É uma tremenda injustiça identificar-se o compositor, cantor, ator, diretor e pintor Sérgio Ricardo como o “cara que quebrou o violão”. Naqueles festivais dos anos 60, não foi diferente para nenhum dos hoje “monstros sagrados” da música, vaiados como ele: Chico Buarque, tímido, ouviu quieto Sabiá, dele e de Tom Jobim, ser estrepitosamente apupada; Caetano Veloso bateu boca com a plateia que urrava contra o seu É proibido proibir.

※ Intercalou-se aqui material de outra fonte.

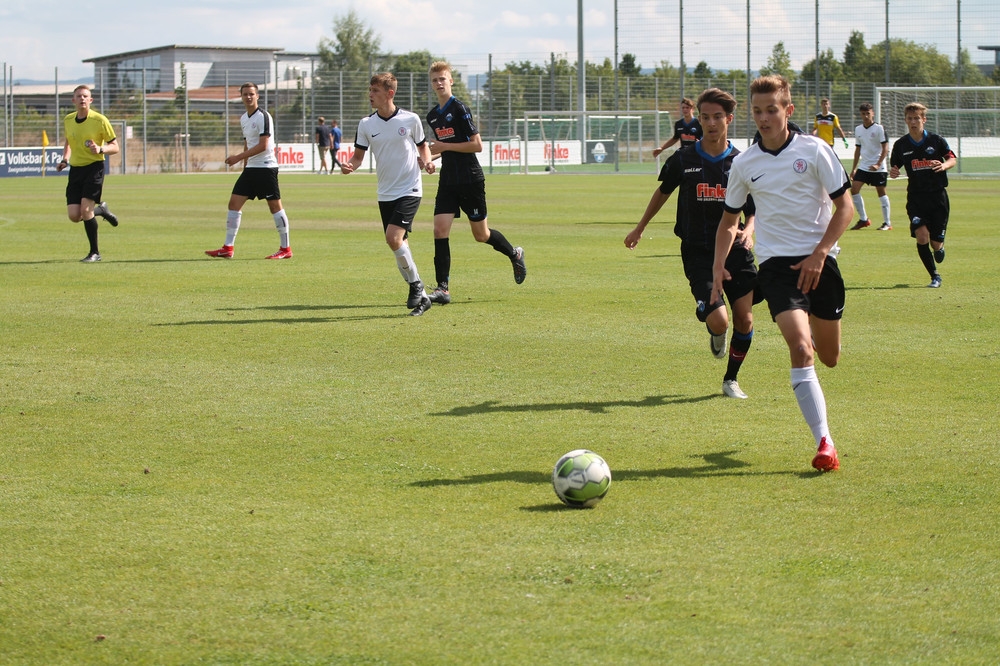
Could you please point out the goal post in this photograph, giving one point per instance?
(967, 117)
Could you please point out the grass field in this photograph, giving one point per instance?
(258, 462)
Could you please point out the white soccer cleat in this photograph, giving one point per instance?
(731, 389)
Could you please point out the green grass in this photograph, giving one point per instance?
(256, 462)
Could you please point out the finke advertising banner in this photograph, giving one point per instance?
(15, 162)
(304, 157)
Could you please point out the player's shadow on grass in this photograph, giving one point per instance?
(294, 320)
(594, 407)
(716, 465)
(880, 288)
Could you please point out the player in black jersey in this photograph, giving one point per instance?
(687, 129)
(701, 172)
(926, 157)
(462, 185)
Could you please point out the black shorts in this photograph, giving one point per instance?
(698, 263)
(779, 284)
(468, 197)
(931, 210)
(399, 213)
(876, 178)
(86, 182)
(258, 183)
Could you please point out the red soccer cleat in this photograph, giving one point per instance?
(224, 252)
(826, 459)
(282, 253)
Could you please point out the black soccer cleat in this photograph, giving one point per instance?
(520, 270)
(440, 296)
(102, 210)
(422, 307)
(416, 294)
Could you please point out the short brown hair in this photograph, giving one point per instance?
(773, 83)
(717, 96)
(439, 66)
(385, 80)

Sérgio só puxou a fila com seu Beto Bom de Bola, uma alegoria inspirada no drama de Mané Garrincha – “Contusão, esquecimento/Glória não perdura/Mas,/Se por um lado o bem se acaba/O mal também tem cura.
Guardo várias recordações de Sérgio Ricardo, a primeira delas a da sua Noite do Espantalho, um rebrote do Deus e o Diabo na Terra do Sol, em que ele e Glauber Rocha, além do filme histórico, nos trouxeram de volta de Antônio Conselheiro e Euclides da Cunha, no sertão que vira mar e o mar que vira sertão e o brado de Corisco, que não se entrega, não, “que não é passarinho pra viver lá na prisão”. Na “Noite”, Ricardo entregou ao Brasil o jovem Alceu Valença, que dominava a cena com seus longos cabelos e sua voz inconfundível.

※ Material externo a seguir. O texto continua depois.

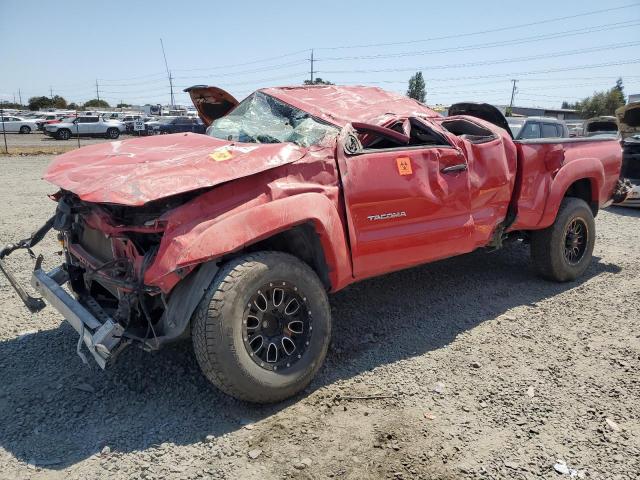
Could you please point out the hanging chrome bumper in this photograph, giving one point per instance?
(100, 338)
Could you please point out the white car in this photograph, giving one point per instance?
(85, 126)
(13, 124)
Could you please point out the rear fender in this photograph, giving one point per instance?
(579, 169)
(214, 239)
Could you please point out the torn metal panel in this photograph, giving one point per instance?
(341, 105)
(211, 102)
(137, 171)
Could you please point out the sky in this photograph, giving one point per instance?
(467, 50)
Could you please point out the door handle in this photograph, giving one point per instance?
(454, 168)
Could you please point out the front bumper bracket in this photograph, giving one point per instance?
(100, 338)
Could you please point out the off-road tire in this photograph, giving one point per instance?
(217, 328)
(112, 133)
(63, 134)
(548, 245)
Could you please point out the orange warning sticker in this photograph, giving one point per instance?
(220, 155)
(404, 165)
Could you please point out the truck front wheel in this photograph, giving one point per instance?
(262, 330)
(562, 252)
(113, 133)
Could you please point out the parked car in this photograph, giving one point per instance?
(129, 120)
(49, 118)
(85, 127)
(178, 125)
(537, 127)
(605, 125)
(235, 237)
(13, 124)
(628, 118)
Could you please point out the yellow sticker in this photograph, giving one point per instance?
(220, 155)
(404, 165)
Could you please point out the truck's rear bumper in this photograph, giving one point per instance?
(101, 338)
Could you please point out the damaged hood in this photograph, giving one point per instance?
(134, 172)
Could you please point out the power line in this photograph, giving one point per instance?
(252, 62)
(481, 32)
(580, 51)
(502, 43)
(513, 92)
(243, 72)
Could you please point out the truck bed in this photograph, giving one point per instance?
(542, 165)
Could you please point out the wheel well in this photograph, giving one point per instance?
(583, 189)
(303, 242)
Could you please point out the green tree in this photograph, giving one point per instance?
(95, 103)
(16, 105)
(37, 103)
(318, 81)
(417, 88)
(600, 103)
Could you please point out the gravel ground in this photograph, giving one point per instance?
(491, 373)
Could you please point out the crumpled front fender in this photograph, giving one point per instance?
(212, 238)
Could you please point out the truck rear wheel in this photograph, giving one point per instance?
(562, 252)
(262, 330)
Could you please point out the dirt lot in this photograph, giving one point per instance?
(491, 373)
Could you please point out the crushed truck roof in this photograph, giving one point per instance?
(341, 105)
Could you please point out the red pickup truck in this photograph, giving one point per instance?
(235, 237)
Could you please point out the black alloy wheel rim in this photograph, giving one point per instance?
(277, 326)
(575, 243)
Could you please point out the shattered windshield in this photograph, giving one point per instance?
(261, 118)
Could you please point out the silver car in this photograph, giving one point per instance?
(85, 126)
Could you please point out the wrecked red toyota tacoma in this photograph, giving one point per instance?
(234, 238)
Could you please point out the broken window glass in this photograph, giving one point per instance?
(261, 118)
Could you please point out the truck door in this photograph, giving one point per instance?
(406, 203)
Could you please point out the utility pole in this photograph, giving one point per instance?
(513, 93)
(4, 133)
(171, 88)
(311, 73)
(168, 72)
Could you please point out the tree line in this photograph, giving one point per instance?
(600, 103)
(43, 103)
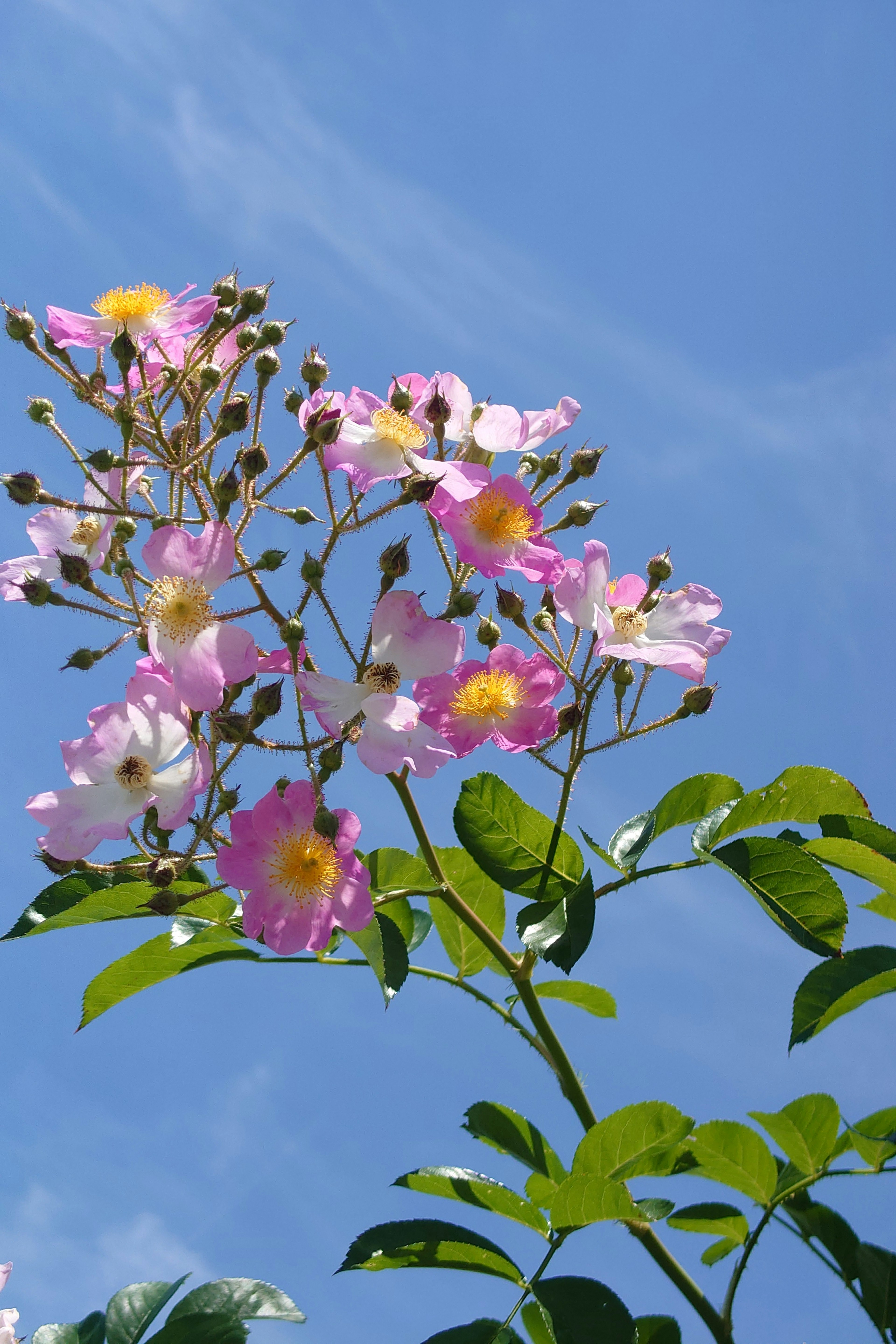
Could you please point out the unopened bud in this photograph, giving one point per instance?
(41, 410)
(23, 487)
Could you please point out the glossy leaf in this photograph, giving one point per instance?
(246, 1299)
(483, 896)
(839, 987)
(630, 1140)
(737, 1156)
(514, 1135)
(386, 952)
(477, 1190)
(429, 1244)
(800, 794)
(510, 840)
(793, 888)
(135, 1307)
(155, 962)
(585, 1312)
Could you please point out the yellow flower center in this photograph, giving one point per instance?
(139, 302)
(181, 608)
(401, 429)
(488, 695)
(629, 622)
(307, 866)
(88, 532)
(133, 773)
(499, 517)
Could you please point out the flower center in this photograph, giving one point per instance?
(307, 866)
(401, 429)
(488, 695)
(383, 678)
(629, 622)
(500, 518)
(88, 532)
(181, 608)
(139, 302)
(133, 773)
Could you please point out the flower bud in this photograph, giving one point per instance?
(488, 632)
(254, 462)
(41, 410)
(314, 370)
(23, 488)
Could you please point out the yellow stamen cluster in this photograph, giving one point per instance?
(401, 429)
(500, 518)
(307, 866)
(139, 302)
(181, 608)
(488, 695)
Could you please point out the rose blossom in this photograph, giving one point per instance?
(506, 698)
(202, 654)
(122, 769)
(674, 635)
(299, 884)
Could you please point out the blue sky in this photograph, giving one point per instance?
(680, 216)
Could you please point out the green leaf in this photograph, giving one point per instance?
(836, 988)
(514, 1135)
(429, 1244)
(878, 1281)
(629, 1142)
(132, 1310)
(155, 962)
(585, 1312)
(483, 896)
(805, 1130)
(245, 1299)
(800, 794)
(477, 1190)
(793, 888)
(598, 1002)
(713, 1221)
(561, 933)
(386, 951)
(632, 839)
(510, 840)
(737, 1156)
(585, 1199)
(658, 1330)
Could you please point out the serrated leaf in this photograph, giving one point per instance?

Depois, em 77, na faculdade, ele topou vir fazer um show com que íamos reabrir o pequeno Teatro de Arena da Faculdade de Economia. Íamos, mas a polícia (a da universidade mesmo, vejam só) proibiu. E lá foi Sérgio cantar numa cadeira posta sobre o balcão do “Moscão”, um decadente bar dentro do campus da Praia Vermelha, descumprindo o conselho que dava em Calabouço, que reproduzo ao final e que nós, jovens, enchíamos os pulmões para emendar da censura o verso para “olha um brasileiro de alma vazia”.
Um de meus colegas daquele tempo, para sempre um amigo, lembra que Sérgio batia uma moeda numa caneca ou copo, para lembrar da pobreza do povo brasileiro.

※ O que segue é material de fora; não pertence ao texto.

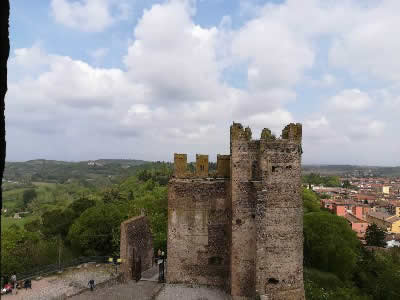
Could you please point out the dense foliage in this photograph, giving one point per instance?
(79, 219)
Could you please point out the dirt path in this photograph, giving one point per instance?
(141, 290)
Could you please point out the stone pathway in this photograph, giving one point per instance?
(191, 292)
(70, 282)
(141, 290)
(150, 274)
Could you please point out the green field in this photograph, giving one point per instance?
(6, 222)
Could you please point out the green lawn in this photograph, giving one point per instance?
(8, 221)
(49, 184)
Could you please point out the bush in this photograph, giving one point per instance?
(330, 245)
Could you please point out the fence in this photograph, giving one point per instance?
(48, 269)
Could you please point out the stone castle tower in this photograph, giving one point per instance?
(241, 228)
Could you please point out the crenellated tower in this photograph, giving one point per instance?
(240, 228)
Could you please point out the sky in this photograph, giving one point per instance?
(141, 79)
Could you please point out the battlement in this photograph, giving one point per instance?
(243, 223)
(223, 165)
(238, 132)
(202, 166)
(291, 132)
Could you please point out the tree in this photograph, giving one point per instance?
(330, 244)
(33, 226)
(93, 232)
(57, 222)
(112, 195)
(346, 184)
(80, 205)
(310, 201)
(375, 236)
(28, 196)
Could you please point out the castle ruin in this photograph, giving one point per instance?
(241, 228)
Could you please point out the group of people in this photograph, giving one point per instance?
(13, 285)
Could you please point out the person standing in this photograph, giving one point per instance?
(91, 284)
(14, 282)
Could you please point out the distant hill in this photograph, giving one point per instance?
(60, 171)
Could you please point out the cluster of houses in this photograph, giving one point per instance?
(370, 201)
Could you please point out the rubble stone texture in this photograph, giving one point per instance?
(241, 230)
(136, 245)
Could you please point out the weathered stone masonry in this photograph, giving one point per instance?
(136, 247)
(241, 228)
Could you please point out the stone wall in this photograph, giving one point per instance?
(243, 230)
(243, 245)
(136, 245)
(198, 220)
(279, 219)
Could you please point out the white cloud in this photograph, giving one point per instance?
(277, 56)
(370, 47)
(351, 100)
(89, 15)
(99, 53)
(173, 91)
(173, 55)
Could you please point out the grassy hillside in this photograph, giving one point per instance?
(60, 171)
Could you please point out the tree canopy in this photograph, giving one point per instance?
(330, 244)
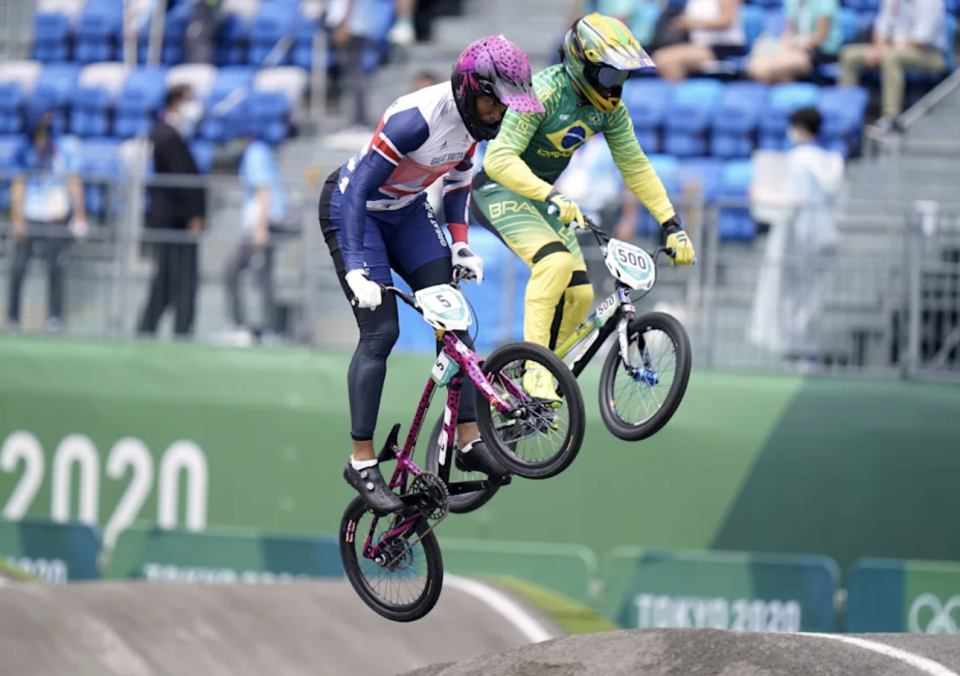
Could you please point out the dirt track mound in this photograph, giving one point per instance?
(318, 628)
(710, 652)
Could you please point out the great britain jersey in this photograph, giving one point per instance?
(420, 138)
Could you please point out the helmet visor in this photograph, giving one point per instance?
(520, 98)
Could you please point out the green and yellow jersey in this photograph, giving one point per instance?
(532, 149)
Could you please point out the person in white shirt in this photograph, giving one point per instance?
(715, 32)
(907, 35)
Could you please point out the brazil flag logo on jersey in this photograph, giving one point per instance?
(571, 138)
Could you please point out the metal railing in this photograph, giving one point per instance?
(889, 298)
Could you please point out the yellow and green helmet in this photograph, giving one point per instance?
(598, 53)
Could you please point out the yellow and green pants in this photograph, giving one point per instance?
(559, 293)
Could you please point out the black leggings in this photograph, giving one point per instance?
(379, 330)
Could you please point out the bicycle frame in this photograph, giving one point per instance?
(617, 311)
(469, 363)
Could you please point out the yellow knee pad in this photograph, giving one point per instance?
(577, 301)
(549, 277)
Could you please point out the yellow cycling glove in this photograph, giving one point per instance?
(683, 253)
(569, 211)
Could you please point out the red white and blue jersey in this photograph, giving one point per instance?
(423, 137)
(420, 138)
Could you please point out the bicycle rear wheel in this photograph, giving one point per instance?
(368, 578)
(507, 436)
(634, 418)
(464, 502)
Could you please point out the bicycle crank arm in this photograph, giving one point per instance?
(461, 487)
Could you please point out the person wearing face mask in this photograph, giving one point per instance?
(45, 198)
(179, 212)
(803, 236)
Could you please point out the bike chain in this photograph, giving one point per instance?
(434, 481)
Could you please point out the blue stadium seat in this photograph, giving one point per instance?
(90, 112)
(270, 111)
(707, 172)
(275, 20)
(737, 118)
(843, 110)
(735, 222)
(12, 102)
(9, 145)
(753, 19)
(174, 28)
(53, 91)
(101, 172)
(232, 36)
(230, 82)
(693, 104)
(51, 37)
(139, 102)
(783, 99)
(774, 21)
(303, 44)
(98, 32)
(647, 100)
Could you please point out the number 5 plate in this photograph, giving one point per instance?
(444, 307)
(631, 265)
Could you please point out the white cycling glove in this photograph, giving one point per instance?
(462, 255)
(366, 292)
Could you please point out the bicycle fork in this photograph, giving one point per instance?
(635, 371)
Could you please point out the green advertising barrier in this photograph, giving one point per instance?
(221, 556)
(918, 597)
(192, 436)
(722, 590)
(54, 552)
(568, 569)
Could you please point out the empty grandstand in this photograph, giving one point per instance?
(104, 74)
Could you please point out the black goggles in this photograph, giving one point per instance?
(606, 76)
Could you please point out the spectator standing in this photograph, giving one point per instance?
(715, 32)
(423, 79)
(46, 196)
(352, 24)
(404, 32)
(788, 304)
(265, 215)
(812, 36)
(907, 35)
(200, 40)
(177, 213)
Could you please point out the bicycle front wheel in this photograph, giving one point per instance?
(546, 440)
(637, 406)
(382, 586)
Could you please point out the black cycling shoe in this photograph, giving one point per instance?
(480, 459)
(372, 488)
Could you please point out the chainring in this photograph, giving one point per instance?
(433, 503)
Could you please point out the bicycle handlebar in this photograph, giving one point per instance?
(604, 237)
(459, 273)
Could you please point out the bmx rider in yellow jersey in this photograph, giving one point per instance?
(513, 192)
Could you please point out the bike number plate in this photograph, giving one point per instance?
(607, 309)
(444, 307)
(631, 265)
(444, 369)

A última vez que estive com ele foi pouco tempo depois. É que Sérgio tinha uma casa no Morro do Vidigal ( foi lá que uma colega o havia convidado para nosso show mambembe) e, quando João Paulo II veio ao Brasil em 1980, muitos jornalistas fomos nos esconder por lá, na esperança de driblar o esquema de segurança da Polícia Federal e cobrir de perto a passagem do Papa pela favela. Claro que não funcionou e o último a ser descoberto e conduzido morro abaixo, sob os aplausos dos colegas, foi o querido Alberto Jacob, de O Globo, mestre de muitos focas como eu.
Se não valeu para driblar os meganhas, serviu para uma noite de música e alegria com Sérgio e seu vozeirão e para perceber a amizade de irmão que tinha com os moradores, que tinha defendido de uma tentativa de remoção em 1977.
Desta harmonia nasceu seu último filme, Bandeira dos Retalhos, contando a história de um povo que ele nunca largou, com o violão que ele nunca quebrou e a coragem que ele nunca perdeu.